Magnetically separable solid phase extractor for static anionic dyes adsorption from aqueous solutions

Abstract

Thiourea was successfully deposited on the surface of Fe3O4 nanoparticles (via a one-pot reaction with formaldehyde) for the purpose of developing a new adsorbent (MNPs-TF). The application of MNPs-TF to capture congo red (CR) and methyl orange (MO) as model examples of anionic dyes from their aqueous solutions was assessed. Several physicochemical parameters of pH, MNPs-TF dosage, dyes concentrations, residence time, temperature, and co-interfering ions were exhaustively trialed to comprehend the corresponding distribution of dyes species onto MNPs-TF at the molecular scale. To better interpret the adsorption process, kinetics, isotherm, and thermodynamics were proficiently modeled.

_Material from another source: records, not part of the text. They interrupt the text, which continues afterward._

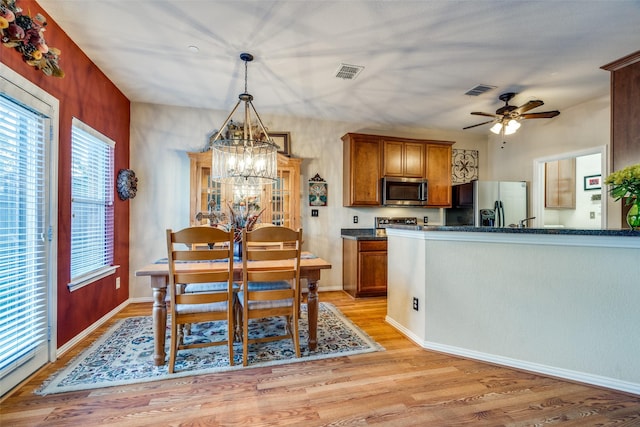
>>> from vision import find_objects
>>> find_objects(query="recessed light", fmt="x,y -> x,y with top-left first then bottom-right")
188,45 -> 200,53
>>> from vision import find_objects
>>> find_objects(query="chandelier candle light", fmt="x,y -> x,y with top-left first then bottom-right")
210,53 -> 278,192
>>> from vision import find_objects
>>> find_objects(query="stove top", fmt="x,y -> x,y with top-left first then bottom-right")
374,217 -> 418,228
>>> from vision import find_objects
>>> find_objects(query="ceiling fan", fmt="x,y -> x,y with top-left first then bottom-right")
463,92 -> 560,135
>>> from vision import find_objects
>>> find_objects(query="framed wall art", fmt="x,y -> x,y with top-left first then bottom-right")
584,174 -> 601,190
269,131 -> 291,156
309,173 -> 327,206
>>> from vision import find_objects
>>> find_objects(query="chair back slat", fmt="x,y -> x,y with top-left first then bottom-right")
176,292 -> 229,305
174,271 -> 230,284
246,269 -> 295,283
173,248 -> 230,261
247,289 -> 293,301
246,248 -> 298,261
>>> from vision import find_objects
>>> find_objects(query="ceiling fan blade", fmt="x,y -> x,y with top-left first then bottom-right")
463,120 -> 494,130
515,100 -> 544,114
521,111 -> 560,119
470,112 -> 497,118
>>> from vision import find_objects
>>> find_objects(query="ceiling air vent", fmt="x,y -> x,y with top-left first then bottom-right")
465,84 -> 497,96
335,63 -> 364,80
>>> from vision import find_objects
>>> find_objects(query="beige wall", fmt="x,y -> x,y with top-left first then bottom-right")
129,96 -> 610,298
386,228 -> 640,395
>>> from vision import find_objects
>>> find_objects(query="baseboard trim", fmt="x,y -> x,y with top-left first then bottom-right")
385,315 -> 640,396
129,296 -> 153,304
56,299 -> 130,358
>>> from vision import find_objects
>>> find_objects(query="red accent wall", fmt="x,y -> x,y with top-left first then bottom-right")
0,1 -> 131,347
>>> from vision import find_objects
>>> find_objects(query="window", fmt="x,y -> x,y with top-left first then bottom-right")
69,119 -> 115,290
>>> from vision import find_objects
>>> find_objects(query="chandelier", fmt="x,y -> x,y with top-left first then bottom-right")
210,53 -> 278,188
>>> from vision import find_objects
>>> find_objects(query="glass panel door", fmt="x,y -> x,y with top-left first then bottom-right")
0,75 -> 54,396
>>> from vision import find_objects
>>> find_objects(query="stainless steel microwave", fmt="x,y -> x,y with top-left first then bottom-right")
382,176 -> 428,206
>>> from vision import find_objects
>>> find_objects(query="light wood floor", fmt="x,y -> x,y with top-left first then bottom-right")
2,291 -> 640,426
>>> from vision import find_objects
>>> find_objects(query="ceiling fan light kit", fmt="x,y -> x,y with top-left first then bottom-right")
464,92 -> 560,135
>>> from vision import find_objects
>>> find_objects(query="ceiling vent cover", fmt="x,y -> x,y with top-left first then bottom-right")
465,84 -> 497,96
336,64 -> 364,80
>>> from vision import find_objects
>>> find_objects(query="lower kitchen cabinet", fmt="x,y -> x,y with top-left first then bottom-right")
342,239 -> 387,297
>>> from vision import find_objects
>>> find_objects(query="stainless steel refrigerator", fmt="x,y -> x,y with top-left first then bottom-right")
446,180 -> 528,227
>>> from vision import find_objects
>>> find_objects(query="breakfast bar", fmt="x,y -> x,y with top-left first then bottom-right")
385,226 -> 640,395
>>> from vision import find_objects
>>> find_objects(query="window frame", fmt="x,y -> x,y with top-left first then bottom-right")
68,118 -> 117,291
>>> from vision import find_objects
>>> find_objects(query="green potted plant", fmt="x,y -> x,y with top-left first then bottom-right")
605,163 -> 640,230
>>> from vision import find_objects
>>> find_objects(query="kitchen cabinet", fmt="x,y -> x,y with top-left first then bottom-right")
342,239 -> 387,298
188,150 -> 301,229
545,158 -> 575,209
263,155 -> 302,229
382,140 -> 425,178
343,133 -> 454,207
342,133 -> 383,206
602,51 -> 640,226
425,143 -> 453,207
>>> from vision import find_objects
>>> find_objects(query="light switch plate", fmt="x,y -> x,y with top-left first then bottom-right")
311,209 -> 319,217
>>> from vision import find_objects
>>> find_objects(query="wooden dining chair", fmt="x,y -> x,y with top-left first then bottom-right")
166,226 -> 235,373
239,226 -> 303,366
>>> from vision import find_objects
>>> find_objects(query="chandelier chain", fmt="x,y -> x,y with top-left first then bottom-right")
244,58 -> 248,94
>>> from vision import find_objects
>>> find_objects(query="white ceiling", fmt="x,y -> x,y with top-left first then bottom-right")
37,0 -> 640,133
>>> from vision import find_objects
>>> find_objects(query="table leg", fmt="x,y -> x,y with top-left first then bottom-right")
151,276 -> 168,366
306,272 -> 320,352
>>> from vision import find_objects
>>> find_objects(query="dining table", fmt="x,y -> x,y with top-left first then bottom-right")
135,252 -> 332,366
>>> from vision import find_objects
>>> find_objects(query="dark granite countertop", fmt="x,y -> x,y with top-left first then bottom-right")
387,224 -> 640,237
340,228 -> 387,240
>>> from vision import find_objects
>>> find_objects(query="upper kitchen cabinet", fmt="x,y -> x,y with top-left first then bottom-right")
425,143 -> 453,207
342,133 -> 454,207
601,51 -> 640,172
382,139 -> 425,178
602,51 -> 640,226
343,133 -> 383,206
545,158 -> 576,209
188,150 -> 301,229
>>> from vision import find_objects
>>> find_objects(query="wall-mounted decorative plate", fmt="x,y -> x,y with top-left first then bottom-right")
117,169 -> 138,200
452,149 -> 479,184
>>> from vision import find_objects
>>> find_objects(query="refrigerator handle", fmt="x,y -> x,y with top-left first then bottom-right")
494,200 -> 504,227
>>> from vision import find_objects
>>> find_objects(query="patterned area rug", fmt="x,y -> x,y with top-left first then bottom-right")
36,303 -> 383,395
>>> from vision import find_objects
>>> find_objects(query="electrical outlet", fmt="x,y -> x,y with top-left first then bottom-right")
412,297 -> 419,311
353,216 -> 358,224
590,211 -> 595,219
423,216 -> 429,224
115,277 -> 120,289
311,209 -> 319,217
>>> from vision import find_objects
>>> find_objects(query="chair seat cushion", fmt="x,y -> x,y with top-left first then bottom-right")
184,282 -> 238,293
247,281 -> 290,291
176,300 -> 228,314
237,292 -> 293,310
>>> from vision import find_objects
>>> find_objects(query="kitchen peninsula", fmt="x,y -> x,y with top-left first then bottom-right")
385,226 -> 640,395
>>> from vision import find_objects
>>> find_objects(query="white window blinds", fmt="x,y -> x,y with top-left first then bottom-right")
70,119 -> 114,287
0,94 -> 48,376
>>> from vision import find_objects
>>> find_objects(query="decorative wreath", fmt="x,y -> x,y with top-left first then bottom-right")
0,0 -> 64,77
116,169 -> 137,201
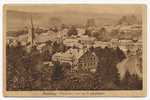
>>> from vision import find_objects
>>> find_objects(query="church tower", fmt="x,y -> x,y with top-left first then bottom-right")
28,16 -> 35,48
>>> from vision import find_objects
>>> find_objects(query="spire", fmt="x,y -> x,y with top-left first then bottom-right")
30,16 -> 35,47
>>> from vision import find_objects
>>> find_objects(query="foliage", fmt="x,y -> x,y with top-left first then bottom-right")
6,44 -> 142,90
120,71 -> 142,90
67,26 -> 78,36
51,61 -> 64,81
94,47 -> 122,90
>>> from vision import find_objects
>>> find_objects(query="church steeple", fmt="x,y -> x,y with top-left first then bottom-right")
30,16 -> 35,47
28,16 -> 35,48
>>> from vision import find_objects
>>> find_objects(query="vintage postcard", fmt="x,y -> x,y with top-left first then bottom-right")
3,4 -> 147,96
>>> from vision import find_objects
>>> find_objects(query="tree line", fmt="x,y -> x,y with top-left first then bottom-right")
6,43 -> 142,90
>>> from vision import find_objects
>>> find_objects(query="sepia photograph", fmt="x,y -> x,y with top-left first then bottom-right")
3,4 -> 147,96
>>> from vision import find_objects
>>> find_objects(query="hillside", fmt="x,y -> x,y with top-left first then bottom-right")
7,10 -> 123,31
118,14 -> 142,25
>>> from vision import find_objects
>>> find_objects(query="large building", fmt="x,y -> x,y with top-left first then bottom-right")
77,35 -> 96,46
52,48 -> 98,73
77,50 -> 99,73
94,41 -> 111,48
63,38 -> 79,47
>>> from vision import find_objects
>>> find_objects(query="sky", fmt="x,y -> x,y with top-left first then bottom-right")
4,4 -> 145,31
5,4 -> 145,14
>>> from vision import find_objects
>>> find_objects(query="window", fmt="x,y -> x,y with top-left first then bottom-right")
93,57 -> 95,60
93,62 -> 95,65
84,63 -> 86,67
82,63 -> 84,67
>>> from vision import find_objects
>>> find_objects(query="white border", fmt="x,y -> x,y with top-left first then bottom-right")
0,0 -> 149,100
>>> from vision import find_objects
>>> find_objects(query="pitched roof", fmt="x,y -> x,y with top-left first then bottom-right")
65,48 -> 86,59
34,31 -> 57,43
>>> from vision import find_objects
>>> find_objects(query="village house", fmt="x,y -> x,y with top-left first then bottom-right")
76,28 -> 85,36
57,28 -> 68,38
52,48 -> 99,73
119,24 -> 142,33
118,39 -> 133,45
7,36 -> 18,46
117,39 -> 133,52
114,38 -> 142,56
63,37 -> 83,49
77,35 -> 96,46
7,32 -> 30,47
36,43 -> 53,54
110,38 -> 119,48
94,41 -> 111,48
34,30 -> 59,44
36,43 -> 46,52
76,49 -> 99,73
102,24 -> 116,33
63,38 -> 79,47
52,52 -> 74,65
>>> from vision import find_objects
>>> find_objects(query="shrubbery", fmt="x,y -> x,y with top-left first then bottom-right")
6,44 -> 142,90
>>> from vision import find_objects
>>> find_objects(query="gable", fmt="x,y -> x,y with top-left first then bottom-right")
79,50 -> 98,62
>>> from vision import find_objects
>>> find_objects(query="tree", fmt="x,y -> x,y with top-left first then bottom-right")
84,28 -> 92,36
60,73 -> 99,90
6,43 -> 47,90
52,41 -> 67,53
115,47 -> 126,62
6,44 -> 33,90
120,71 -> 142,90
94,47 -> 121,90
94,27 -> 110,42
67,25 -> 78,36
61,62 -> 71,78
110,29 -> 119,38
51,61 -> 64,81
86,18 -> 96,28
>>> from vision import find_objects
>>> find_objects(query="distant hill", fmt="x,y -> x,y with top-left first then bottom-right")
117,14 -> 142,25
7,10 -> 124,32
107,14 -> 142,40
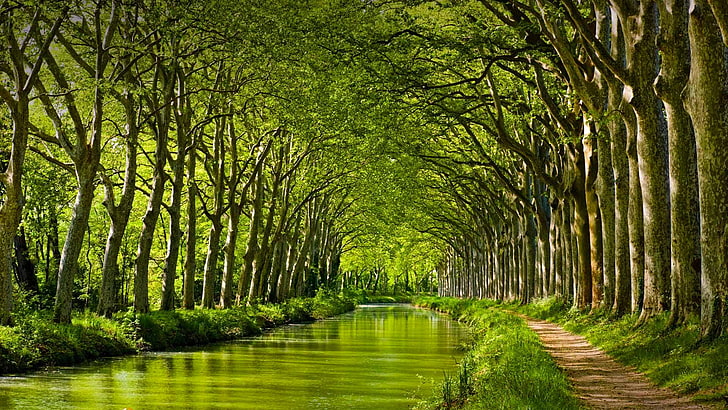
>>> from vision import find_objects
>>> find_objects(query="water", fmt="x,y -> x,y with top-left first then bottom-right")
0,304 -> 465,409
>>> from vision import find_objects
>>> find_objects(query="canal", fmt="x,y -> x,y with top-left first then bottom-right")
0,304 -> 465,409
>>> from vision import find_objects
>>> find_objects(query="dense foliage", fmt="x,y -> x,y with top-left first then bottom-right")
0,292 -> 354,374
1,0 -> 727,370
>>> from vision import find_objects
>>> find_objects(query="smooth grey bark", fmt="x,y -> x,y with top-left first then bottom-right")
623,105 -> 645,313
250,168 -> 282,300
609,86 -> 632,314
291,200 -> 319,297
267,239 -> 287,303
265,169 -> 294,302
561,201 -> 575,300
55,165 -> 98,322
551,199 -> 563,296
594,4 -> 617,310
524,179 -> 538,304
134,143 -> 167,314
277,214 -> 301,300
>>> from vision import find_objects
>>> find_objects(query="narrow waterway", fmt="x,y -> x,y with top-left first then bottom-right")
0,304 -> 465,409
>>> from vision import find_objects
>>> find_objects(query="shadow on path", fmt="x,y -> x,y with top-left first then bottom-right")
520,315 -> 709,409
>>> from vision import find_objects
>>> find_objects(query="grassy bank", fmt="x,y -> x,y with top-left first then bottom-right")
512,297 -> 728,405
413,296 -> 580,409
342,289 -> 417,303
0,292 -> 355,375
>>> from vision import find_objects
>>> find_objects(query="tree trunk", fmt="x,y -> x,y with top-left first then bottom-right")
55,165 -> 97,323
684,0 -> 728,339
0,4 -> 65,325
99,95 -> 138,317
13,226 -> 39,294
182,146 -> 197,310
0,100 -> 29,325
608,80 -> 632,314
220,202 -> 240,309
707,0 -> 728,46
277,217 -> 301,300
619,1 -> 672,320
200,219 -> 222,309
237,164 -> 264,304
584,127 -> 604,308
160,75 -> 191,311
561,201 -> 573,300
201,117 -> 227,309
134,105 -> 170,314
623,106 -> 645,313
134,162 -> 166,314
160,155 -> 184,311
571,143 -> 592,309
655,0 -> 702,326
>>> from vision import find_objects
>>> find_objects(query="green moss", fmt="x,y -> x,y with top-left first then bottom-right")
413,296 -> 579,410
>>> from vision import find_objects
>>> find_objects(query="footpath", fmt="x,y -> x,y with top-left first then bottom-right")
521,315 -> 708,409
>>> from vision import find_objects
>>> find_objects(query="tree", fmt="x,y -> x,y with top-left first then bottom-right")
0,2 -> 65,324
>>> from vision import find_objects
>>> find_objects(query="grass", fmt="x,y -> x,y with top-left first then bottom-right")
0,291 -> 355,374
512,296 -> 728,406
0,308 -> 136,373
413,296 -> 580,410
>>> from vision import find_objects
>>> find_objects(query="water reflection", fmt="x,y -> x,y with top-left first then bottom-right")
0,304 -> 464,409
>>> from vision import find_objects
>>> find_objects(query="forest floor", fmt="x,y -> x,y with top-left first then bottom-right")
521,314 -> 710,409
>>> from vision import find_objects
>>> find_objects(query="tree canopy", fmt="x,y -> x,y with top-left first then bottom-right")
1,0 -> 727,339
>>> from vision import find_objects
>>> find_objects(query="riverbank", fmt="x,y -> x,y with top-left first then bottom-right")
413,296 -> 579,409
0,292 -> 355,375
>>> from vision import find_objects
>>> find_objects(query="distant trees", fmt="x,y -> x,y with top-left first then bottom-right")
366,0 -> 726,339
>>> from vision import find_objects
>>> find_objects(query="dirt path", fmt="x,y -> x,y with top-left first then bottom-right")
522,316 -> 708,409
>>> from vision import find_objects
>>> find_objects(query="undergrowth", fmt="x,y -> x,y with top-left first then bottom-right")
0,291 -> 355,374
413,296 -> 579,410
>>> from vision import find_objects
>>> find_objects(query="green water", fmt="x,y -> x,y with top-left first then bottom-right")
0,304 -> 465,409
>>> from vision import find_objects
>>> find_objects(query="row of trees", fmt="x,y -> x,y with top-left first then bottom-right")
0,0 -> 369,324
3,0 -> 727,342
359,0 -> 726,339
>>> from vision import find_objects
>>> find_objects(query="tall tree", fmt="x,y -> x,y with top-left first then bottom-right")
0,3 -> 65,324
684,0 -> 728,339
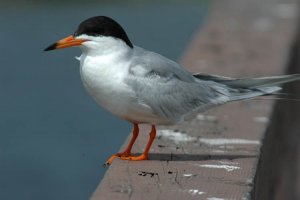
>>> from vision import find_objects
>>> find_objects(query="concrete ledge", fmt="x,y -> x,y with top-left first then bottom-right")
90,0 -> 299,199
253,3 -> 300,199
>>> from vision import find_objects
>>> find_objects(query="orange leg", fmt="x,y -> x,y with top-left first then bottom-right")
120,125 -> 156,161
105,124 -> 139,166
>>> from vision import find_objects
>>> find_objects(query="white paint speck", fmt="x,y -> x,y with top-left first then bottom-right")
158,130 -> 261,146
188,189 -> 205,196
196,164 -> 240,172
254,116 -> 269,123
183,174 -> 194,177
197,114 -> 217,122
219,145 -> 235,149
199,138 -> 260,145
218,161 -> 239,165
246,178 -> 253,184
157,130 -> 196,144
212,150 -> 225,153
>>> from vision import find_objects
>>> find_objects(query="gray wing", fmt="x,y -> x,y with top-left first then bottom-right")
129,47 -> 195,82
126,49 -> 230,123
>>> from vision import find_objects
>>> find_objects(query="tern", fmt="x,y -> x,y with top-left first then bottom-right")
45,16 -> 300,165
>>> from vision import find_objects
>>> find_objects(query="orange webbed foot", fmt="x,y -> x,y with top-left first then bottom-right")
103,151 -> 133,167
120,153 -> 149,161
103,124 -> 155,167
103,124 -> 139,167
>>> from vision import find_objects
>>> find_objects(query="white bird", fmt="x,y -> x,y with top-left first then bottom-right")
45,16 -> 300,165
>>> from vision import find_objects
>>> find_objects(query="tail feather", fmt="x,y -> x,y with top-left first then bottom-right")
194,73 -> 300,101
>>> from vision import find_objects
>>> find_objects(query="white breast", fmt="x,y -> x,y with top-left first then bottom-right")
79,53 -> 134,119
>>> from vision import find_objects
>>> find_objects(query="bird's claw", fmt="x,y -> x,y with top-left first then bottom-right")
103,152 -> 149,166
103,151 -> 134,167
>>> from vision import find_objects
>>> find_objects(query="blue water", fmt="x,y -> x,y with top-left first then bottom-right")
0,1 -> 209,200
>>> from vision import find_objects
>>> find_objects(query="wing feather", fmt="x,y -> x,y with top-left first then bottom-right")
125,49 -> 230,123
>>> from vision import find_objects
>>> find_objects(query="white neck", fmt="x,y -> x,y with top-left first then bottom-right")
77,34 -> 132,58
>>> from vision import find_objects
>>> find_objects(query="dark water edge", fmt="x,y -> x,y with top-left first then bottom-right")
0,2 -> 209,200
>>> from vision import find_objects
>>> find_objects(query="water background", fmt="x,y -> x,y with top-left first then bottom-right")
0,1 -> 209,199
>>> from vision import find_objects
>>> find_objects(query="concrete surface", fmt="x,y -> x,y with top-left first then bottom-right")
90,0 -> 299,199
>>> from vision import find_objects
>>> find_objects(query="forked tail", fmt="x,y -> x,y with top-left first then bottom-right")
194,73 -> 300,101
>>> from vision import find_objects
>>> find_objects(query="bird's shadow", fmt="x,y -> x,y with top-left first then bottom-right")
102,153 -> 256,168
147,153 -> 255,161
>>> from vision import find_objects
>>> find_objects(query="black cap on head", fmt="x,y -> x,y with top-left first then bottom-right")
74,16 -> 133,48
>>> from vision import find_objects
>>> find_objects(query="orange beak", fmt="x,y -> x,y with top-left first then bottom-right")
44,35 -> 88,51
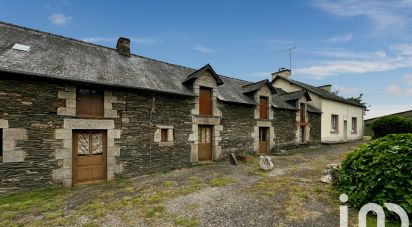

Collectively, the findings pave that the dyes removal pathway was favorable in the acidic environment (pH0 = 3.8). Moreover, the kinetics data were more reliable to be matched with pseudo-second-order rate equation, whereas the equilibrium isotherms insights extrapolated that the adsorption process was dominated by Langmuir assumption with maximum loading capacities of 0.56 mmol g−1 and 1.43 mmol g−1 for CR, and MO, respectively. What is more, the temperature profiles studies suggested the exothermic nature of the process. Interestingly, the synthesized adsorbent possessed high recyclability of > 92% up to the 6th cycle. The potency of MNPs-TF as point-of-use color collecting candidates from real dyeing effluents was accomplished.